= Patrick Meehan (producer) =

British record producer

Patrick Anthony Meehan (born 29 June 1948) is a British record producer, who is best known to have worked with English heavy metal band Black Sabbath until he was fired in 1975 by the band.

Meehan founded Worldwide Artiste Management at No. 4 Leicester Street, London, in 1970 along with his father (also called Patrick), Wilf Pine and Malcolm Koss. Meehan Sr was a former stuntman who had roadied for Gene Vincent and worked with Small Faces manager Don Arden. As well as Black Sabbath, the group managed the progressive rock band Gentle Giant (remnants of 1960s pop band Simon Dupree and the Big Sound), Snafu (featuring original Procol Harum drummer Bobby Harrison), Black Widow, the Dutch band Cobra, Catapilla, Redbone and Mama Lion.

The company was listed on the London Stock Exchange in late 1970 after Black Sabbath became commercially successful. In 1971, Worldwide Artiste Management merged with Hemdale Ltd (named after founders, actors David Hemmings and John Daley) and moved to Mayfair.
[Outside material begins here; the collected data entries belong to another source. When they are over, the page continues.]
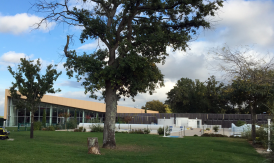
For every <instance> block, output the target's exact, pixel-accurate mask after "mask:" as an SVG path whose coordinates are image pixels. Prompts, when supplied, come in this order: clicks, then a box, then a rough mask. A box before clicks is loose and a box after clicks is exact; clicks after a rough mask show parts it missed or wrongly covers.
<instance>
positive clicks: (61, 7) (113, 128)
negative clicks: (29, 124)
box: [33, 0, 223, 148]
mask: <svg viewBox="0 0 274 163" xmlns="http://www.w3.org/2000/svg"><path fill="white" fill-rule="evenodd" d="M83 2H84V3H83V5H85V3H89V2H92V3H93V4H94V6H95V7H94V8H91V9H90V10H88V9H85V8H77V7H73V9H70V6H69V5H68V4H69V0H63V1H62V2H60V1H59V2H57V1H46V0H43V1H38V2H37V3H36V4H34V5H33V7H34V8H36V10H37V11H40V12H47V13H48V15H47V16H46V17H45V18H44V19H43V20H42V21H41V23H42V22H46V20H50V21H52V20H53V21H57V22H64V23H67V24H70V25H77V26H82V29H83V31H82V34H81V37H80V40H81V42H82V43H84V42H85V41H86V40H88V39H94V38H99V39H100V40H101V41H102V42H104V44H105V45H106V47H107V49H99V50H98V51H96V52H94V53H92V54H86V53H84V54H83V55H78V54H76V51H74V50H72V51H68V48H69V40H70V37H69V36H68V37H67V42H66V46H65V48H64V53H65V56H66V57H67V62H66V64H65V67H67V69H68V75H69V76H70V77H72V76H73V72H75V73H77V76H76V78H77V80H78V81H79V80H81V79H82V77H83V78H84V82H83V85H84V87H85V93H88V92H90V93H91V95H90V97H92V98H97V95H96V94H95V92H96V91H103V93H102V94H103V98H104V99H105V103H106V114H105V122H104V136H103V147H104V148H115V147H116V142H115V118H116V112H117V101H118V100H119V99H120V98H121V97H122V96H124V97H132V98H134V97H135V96H136V95H137V94H138V93H145V92H149V93H150V94H152V93H153V91H154V90H155V89H156V88H157V87H159V86H163V85H164V83H163V75H162V73H161V71H160V70H159V69H158V67H157V66H156V63H161V62H162V63H164V62H165V58H166V56H168V54H167V52H166V48H167V46H171V47H172V48H173V49H174V50H177V49H180V50H185V49H186V48H187V47H188V46H187V43H188V42H189V41H190V40H191V39H192V37H193V36H194V35H195V34H196V32H197V30H199V28H200V27H203V28H210V22H209V19H208V18H209V16H214V15H215V13H216V12H217V10H218V9H219V7H221V6H222V3H223V0H214V1H203V0H195V1H186V0H135V1H131V0H90V1H88V0H83ZM41 23H39V24H38V26H39V25H40V24H41Z"/></svg>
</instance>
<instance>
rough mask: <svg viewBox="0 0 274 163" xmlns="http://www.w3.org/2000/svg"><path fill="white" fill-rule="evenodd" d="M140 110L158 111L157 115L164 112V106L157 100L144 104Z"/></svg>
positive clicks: (161, 102) (164, 108) (164, 111)
mask: <svg viewBox="0 0 274 163" xmlns="http://www.w3.org/2000/svg"><path fill="white" fill-rule="evenodd" d="M142 109H145V110H154V111H159V113H165V112H166V106H165V105H164V104H163V103H162V102H161V101H159V100H152V101H148V102H146V105H145V106H142Z"/></svg>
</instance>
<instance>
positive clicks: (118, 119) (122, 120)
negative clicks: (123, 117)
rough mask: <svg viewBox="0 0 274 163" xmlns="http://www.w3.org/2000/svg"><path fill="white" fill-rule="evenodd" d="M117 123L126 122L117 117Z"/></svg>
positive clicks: (121, 122)
mask: <svg viewBox="0 0 274 163" xmlns="http://www.w3.org/2000/svg"><path fill="white" fill-rule="evenodd" d="M117 123H126V122H125V120H124V118H122V117H118V118H117Z"/></svg>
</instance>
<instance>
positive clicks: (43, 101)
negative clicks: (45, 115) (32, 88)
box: [4, 89, 159, 119]
mask: <svg viewBox="0 0 274 163" xmlns="http://www.w3.org/2000/svg"><path fill="white" fill-rule="evenodd" d="M8 97H10V93H9V90H8V89H5V107H4V118H5V119H7V111H8ZM22 98H23V99H24V97H22ZM41 102H44V103H49V104H54V105H62V106H67V107H73V108H78V109H85V110H92V111H96V112H106V104H104V103H99V102H92V101H85V100H78V99H72V98H65V97H58V96H51V95H44V96H43V98H42V99H41ZM117 113H145V110H144V109H137V108H132V107H126V106H119V105H117ZM147 113H159V112H158V111H152V110H147Z"/></svg>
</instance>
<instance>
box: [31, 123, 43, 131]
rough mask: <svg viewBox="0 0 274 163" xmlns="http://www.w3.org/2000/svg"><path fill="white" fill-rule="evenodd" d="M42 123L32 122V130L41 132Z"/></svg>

In 1973 Meehan launched the World Wide Artists (WWA) record label, which released albums by Black Sabbath, Gentle Giant, Snafu and The Groundhogs, with distribution by Phonogram. After 36 releases, the company closed in 1975.

Meehan fell out with Black Sabbath in the late 1970s after the band realized they were paid $250,000 for their Cal Jam performance, yet received only $1000 each. This led the band to discover that all of their property, including their houses and cars, was owned by Meehan, they literally owned nothing and had been swindled. He acquired HandMade Films in the late 1990s, becoming its executive chairman.